Agristo promet de recruter 350 personnes, soit bien plus que les 123 salariés actuels du site d’Escaudœuvres. L’entreprise familiale belge, qui travaille avec la restauration rapide, a fait état de trois arguments décisifs en faveur du Nord : le fait, d’abord, qu’il s’agisse d’un “territoire d’excellence dans la culture de la pomme de terre”, rapporte le P.-D.G. Kristof Wallays, qui insiste pour renouer un partenariat avec les agriculteurs locaux.
Ensuite, les “connexions logistiques d’importance” : la sucrerie dispose d’une douzaine de bassins sur les bords de l’Escaut – dont seuls deux devraient rester en activité – et bénéficiera d’un accès direct au futur canal Seine-Nord-Europe. Enfin Agristo avait à cœur de se rapprocher du marché français, qui est son deuxième principal acheteur, tout en restant proche de son siège social, situé à Harelbeke près de Tourcoing.
Quelque 350 millions d’euros afin devraient être investis afin de réaménager la sucrerie et de construire un nouveau bâtiment. De quoi réjouir le maire d’Escaudœuvres, Thierry Bouteman, présent pour la signature, qui, malgré un “petit pincement au cœur” à l’idée de se départir d’une telle institution, célèbre une “nouvelle histoire qui va naître sur le site” avec “toujours le même fournisseur : l’agriculteur.” Devra-t-on alors débaptiser Escaudœuvres, surnommée la “cité du sucre” ? Le maire rit et insiste : le sucre restera. “Alors, la cité du sucre et de la pomme de terre, pourquoi pas.”
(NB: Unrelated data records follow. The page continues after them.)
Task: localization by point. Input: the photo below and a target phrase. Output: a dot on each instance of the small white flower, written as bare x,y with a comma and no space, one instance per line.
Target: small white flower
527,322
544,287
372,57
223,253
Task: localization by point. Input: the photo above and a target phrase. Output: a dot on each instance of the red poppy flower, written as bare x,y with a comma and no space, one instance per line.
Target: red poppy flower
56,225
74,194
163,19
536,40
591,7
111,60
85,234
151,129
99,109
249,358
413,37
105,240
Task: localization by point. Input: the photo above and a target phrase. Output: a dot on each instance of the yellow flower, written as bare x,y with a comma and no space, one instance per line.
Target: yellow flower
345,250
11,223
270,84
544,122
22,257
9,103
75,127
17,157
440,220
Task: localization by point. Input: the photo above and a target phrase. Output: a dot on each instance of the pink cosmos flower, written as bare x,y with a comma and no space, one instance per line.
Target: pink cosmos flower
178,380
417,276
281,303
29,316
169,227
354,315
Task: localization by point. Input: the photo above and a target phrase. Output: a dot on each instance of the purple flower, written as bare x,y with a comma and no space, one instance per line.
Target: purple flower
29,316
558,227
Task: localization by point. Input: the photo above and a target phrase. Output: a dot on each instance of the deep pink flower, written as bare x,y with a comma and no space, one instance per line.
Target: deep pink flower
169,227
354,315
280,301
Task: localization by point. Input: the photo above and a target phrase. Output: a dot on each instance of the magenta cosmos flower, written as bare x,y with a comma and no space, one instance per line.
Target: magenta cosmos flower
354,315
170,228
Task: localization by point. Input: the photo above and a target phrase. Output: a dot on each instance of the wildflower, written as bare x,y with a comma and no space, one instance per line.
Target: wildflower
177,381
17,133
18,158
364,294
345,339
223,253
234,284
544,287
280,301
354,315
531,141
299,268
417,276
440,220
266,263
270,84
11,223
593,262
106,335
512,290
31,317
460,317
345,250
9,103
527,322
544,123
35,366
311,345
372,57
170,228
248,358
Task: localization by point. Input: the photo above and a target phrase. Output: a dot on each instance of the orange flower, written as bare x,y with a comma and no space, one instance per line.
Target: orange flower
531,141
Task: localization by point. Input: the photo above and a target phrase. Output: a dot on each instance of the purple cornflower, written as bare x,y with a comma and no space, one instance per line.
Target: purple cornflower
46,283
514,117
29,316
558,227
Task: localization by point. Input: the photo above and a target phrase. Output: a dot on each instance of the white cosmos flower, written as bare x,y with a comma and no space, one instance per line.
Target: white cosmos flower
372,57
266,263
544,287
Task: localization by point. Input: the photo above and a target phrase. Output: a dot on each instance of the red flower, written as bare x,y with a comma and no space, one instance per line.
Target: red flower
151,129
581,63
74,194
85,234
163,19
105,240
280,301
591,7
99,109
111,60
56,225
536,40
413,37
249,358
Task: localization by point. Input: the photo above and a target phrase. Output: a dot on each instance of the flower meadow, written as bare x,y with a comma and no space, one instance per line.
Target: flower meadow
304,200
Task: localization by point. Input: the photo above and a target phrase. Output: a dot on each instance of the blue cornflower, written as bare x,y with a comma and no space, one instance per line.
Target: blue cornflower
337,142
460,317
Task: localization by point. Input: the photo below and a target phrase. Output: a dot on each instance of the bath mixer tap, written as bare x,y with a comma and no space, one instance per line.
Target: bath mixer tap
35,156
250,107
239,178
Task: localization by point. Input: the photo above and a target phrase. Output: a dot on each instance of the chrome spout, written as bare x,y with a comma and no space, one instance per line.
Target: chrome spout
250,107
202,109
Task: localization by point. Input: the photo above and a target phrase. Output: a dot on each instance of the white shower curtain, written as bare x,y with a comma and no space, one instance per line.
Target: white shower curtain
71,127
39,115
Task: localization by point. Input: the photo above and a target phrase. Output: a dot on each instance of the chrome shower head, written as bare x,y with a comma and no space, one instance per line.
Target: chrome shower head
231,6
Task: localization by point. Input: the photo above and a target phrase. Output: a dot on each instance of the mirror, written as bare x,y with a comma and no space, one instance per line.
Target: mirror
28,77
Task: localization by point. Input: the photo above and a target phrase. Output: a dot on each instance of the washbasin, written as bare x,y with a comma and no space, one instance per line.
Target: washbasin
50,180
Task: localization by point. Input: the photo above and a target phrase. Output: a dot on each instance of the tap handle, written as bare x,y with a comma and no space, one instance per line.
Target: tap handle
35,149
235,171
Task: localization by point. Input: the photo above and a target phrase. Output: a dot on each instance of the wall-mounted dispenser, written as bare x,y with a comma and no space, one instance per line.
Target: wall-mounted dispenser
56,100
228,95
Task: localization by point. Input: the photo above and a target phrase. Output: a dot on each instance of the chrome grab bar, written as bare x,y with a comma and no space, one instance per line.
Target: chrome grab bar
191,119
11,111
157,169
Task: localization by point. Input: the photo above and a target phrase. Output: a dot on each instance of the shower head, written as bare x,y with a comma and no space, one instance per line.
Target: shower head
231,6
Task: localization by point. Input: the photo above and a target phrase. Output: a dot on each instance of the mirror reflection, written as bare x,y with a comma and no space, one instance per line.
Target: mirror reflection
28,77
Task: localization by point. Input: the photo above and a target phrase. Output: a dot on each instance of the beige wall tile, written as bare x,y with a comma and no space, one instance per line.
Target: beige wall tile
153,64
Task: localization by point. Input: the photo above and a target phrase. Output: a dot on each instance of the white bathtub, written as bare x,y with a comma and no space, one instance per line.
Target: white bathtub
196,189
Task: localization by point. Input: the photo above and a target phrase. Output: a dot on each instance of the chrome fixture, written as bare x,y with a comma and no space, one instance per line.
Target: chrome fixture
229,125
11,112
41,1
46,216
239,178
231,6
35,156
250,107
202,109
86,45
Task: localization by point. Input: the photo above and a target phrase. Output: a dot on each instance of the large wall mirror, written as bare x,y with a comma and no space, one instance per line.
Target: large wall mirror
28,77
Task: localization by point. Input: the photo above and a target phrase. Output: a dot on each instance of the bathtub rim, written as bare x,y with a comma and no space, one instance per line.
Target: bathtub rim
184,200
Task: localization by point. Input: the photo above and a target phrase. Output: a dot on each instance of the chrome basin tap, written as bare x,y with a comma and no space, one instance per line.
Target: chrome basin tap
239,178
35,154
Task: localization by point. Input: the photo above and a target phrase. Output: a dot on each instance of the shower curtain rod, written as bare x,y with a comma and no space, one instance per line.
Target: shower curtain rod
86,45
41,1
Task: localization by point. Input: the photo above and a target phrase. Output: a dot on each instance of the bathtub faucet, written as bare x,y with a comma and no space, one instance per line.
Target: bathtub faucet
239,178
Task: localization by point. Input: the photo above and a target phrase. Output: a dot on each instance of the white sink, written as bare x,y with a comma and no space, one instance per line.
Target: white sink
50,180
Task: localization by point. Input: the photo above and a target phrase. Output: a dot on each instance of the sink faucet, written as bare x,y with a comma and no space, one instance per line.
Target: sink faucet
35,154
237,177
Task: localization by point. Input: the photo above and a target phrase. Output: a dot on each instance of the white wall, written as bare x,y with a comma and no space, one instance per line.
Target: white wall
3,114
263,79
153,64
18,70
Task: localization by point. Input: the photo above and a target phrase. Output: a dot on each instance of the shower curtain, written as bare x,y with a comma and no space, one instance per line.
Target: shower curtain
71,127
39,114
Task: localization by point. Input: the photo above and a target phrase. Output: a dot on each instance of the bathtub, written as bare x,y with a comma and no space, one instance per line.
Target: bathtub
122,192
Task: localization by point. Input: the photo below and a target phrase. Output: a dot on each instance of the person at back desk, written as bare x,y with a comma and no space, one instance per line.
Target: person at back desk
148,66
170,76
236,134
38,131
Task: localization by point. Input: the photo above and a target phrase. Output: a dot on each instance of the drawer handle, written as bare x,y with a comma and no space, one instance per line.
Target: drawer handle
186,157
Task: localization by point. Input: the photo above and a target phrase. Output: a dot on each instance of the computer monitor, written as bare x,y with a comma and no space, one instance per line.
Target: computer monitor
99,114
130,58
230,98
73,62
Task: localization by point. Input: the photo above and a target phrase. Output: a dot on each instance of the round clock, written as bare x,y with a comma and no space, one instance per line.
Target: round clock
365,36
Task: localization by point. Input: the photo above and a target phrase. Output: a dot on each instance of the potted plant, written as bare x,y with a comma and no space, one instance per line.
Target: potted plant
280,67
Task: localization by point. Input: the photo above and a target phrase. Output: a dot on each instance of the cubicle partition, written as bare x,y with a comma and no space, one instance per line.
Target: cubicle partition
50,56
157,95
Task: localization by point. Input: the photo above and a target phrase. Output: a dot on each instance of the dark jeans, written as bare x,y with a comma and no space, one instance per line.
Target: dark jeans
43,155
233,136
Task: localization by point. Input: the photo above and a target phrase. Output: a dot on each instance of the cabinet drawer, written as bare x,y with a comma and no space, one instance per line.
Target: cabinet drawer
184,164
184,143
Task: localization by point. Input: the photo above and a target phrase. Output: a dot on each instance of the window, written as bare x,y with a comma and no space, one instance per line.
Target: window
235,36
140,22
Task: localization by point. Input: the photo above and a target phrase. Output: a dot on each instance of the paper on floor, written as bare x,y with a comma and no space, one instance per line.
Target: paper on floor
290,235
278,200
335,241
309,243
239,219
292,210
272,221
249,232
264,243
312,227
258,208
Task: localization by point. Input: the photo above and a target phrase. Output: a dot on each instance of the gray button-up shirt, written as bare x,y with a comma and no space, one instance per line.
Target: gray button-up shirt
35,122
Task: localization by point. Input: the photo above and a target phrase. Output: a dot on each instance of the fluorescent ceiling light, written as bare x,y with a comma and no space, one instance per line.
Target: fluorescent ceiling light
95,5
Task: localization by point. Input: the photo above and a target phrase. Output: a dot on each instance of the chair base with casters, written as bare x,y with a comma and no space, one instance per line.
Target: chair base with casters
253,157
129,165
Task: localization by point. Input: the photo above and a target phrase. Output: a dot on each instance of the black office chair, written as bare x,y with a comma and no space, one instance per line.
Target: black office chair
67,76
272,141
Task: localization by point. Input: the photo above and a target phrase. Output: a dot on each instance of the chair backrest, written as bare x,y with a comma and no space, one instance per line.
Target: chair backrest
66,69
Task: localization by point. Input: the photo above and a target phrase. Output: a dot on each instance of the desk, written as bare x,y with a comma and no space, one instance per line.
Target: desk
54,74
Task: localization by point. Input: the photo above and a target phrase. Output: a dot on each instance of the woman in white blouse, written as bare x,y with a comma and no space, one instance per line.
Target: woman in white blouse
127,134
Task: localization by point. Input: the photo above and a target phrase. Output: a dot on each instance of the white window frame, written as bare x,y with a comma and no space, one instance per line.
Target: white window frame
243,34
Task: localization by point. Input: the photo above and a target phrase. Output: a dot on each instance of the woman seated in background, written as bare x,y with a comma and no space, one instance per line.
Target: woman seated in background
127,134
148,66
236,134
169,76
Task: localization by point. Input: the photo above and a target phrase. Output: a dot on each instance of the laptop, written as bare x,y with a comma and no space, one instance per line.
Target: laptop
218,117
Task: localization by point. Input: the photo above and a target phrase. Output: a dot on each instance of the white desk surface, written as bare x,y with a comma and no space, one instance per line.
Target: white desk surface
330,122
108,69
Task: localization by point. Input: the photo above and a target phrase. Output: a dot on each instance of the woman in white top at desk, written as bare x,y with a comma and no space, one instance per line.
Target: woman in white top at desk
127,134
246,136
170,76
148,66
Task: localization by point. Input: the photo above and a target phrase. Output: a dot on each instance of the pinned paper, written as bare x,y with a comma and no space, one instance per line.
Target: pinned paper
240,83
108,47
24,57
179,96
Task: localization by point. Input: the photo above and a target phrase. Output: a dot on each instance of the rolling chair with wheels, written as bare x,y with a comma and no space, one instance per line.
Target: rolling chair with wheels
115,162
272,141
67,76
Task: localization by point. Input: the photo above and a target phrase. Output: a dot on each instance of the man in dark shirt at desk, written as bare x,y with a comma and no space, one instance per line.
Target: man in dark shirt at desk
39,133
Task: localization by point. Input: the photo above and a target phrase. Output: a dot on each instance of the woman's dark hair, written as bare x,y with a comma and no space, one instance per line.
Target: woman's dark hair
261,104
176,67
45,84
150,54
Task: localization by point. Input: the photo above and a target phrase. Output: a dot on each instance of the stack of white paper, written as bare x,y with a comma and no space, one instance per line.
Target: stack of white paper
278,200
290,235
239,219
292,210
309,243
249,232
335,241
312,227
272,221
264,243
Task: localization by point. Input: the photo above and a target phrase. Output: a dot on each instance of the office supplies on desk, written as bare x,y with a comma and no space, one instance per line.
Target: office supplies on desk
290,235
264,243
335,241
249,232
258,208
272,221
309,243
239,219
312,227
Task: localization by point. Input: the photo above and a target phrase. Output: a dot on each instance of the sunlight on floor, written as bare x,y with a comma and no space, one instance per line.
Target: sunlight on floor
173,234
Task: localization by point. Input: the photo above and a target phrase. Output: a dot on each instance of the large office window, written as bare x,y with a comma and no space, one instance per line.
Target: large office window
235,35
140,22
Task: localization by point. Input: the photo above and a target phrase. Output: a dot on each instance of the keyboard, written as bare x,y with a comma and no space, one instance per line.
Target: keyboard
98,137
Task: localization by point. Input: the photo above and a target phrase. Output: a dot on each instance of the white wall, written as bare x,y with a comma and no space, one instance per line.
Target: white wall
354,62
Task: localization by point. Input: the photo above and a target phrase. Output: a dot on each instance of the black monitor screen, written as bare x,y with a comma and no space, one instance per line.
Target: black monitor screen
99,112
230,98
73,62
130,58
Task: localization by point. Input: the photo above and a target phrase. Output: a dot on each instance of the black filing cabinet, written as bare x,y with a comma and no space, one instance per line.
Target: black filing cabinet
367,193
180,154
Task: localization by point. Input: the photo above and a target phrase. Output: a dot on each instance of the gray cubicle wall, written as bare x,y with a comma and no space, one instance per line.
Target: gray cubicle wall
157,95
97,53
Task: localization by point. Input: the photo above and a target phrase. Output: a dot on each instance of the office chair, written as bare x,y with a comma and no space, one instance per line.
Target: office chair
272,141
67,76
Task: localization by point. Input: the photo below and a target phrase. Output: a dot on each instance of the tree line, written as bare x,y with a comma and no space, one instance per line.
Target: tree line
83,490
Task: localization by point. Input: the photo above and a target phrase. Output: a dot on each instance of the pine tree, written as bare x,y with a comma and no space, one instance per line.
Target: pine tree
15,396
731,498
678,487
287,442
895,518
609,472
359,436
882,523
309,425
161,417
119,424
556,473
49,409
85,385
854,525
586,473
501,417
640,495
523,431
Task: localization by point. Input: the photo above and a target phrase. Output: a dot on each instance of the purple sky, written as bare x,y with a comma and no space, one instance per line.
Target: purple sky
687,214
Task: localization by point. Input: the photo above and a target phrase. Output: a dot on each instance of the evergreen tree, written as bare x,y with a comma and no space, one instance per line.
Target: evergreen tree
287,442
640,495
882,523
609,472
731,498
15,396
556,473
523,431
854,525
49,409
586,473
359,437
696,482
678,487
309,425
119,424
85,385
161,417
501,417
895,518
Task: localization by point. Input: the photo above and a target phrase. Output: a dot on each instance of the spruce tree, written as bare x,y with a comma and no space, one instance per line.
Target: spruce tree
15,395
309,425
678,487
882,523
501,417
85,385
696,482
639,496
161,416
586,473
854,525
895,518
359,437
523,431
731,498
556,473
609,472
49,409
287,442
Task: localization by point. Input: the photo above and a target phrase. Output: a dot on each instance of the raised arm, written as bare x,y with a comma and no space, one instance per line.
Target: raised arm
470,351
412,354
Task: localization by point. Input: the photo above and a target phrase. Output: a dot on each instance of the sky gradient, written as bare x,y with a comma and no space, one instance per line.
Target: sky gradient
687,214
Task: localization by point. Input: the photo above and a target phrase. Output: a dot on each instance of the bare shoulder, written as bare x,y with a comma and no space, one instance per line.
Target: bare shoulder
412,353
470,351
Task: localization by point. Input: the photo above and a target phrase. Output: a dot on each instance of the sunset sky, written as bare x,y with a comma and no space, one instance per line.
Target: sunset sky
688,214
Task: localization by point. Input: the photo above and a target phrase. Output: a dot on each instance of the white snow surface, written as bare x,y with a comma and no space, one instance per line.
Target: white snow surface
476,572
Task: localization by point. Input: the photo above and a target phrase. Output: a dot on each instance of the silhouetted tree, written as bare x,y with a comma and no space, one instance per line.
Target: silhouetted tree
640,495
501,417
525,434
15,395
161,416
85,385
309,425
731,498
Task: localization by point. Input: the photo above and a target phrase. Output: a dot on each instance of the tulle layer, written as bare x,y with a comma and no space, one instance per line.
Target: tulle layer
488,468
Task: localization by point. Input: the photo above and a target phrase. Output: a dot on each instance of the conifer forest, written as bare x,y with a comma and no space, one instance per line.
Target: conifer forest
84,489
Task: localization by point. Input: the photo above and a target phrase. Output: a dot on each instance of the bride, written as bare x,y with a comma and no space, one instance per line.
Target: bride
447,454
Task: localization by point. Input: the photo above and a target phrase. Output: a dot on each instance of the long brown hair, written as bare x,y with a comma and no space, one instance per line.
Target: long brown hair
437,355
“Une décision brutale et non concertée”
Xavier Bertrand
De fait, c’est une sorte de cohabitation qui va s’instaurer, puisque Tereos maintient une plateforme logistique ainsi qu’une microsucrerie, qui représente une quarantaine d’emplois. Pour les quatre-vingts employés restant, ils devront choisir entre travailler à la sucrerie de Boiry-Sainte-Rictrude (62) ou être licenciés.
En marge de la signature, un représentant du personnel s’interroge : “Quarante emplois c’est bien, mais pour combien de temps ? Il faut viser une activité pérenne. Aujourd’hui, nous n’avons plus confiance en notre gouvernance.” C’est le 8 mars dernier que Tereos avait annoncé la fermeture de son site. “Une décision brutale et non concertée”, attaque Xavier Bertrand, également présent ce lundi 28 août.
Alors même que le groupe Tereos a enregistré un bénéfice opérationnel record l’an passé, il avait mis en avant la nécessité d’une “réorganisation industrielle”, due à “une baisse de volumes de betteraves engagés, qui s’explique majoritairement par des raisons agronomiques (rotation culturale, sécheresse, jaunisse)”. À Escaudœuvres, le bruit court que la pollution massive de l’Escaut en 2020, dont Tereos vient d’être reconnu coupable, condamné à une amende de 500 000 euros et à plus de 9 millions d’euros de dommages et intérêts, aurait motivé la décision des dirigeants.
Quoi qu’il en soit, à l’instar des employés de Tereos qui, choqués par l’annonce de la fermeture, avaient bloqué le site durant des semaines, Xavier Bertrand“n’oublie pas” que cette signature, a priori heureuse, fait suite à “un traumatisme”. “Il nous faut désormais des garanties”, martèle le président de Région, qui interpelle Roland Lescure : “Il faudra, monsieur le ministre, mettre en place un comité de suivi.”
Ledit ministre, s’il salue l’engagement de Tereos, qui a respecté ses devoirs en termes d’accompagnement des salariés, confirme qu’un “goût amer” persiste. Mais insiste sur la nécessité d’aller de l’avant : “L’industrie française, nous y croyons”, s’exclame-t-il en conclusion. Ou l’industrie franco-belge, en l’occurrence.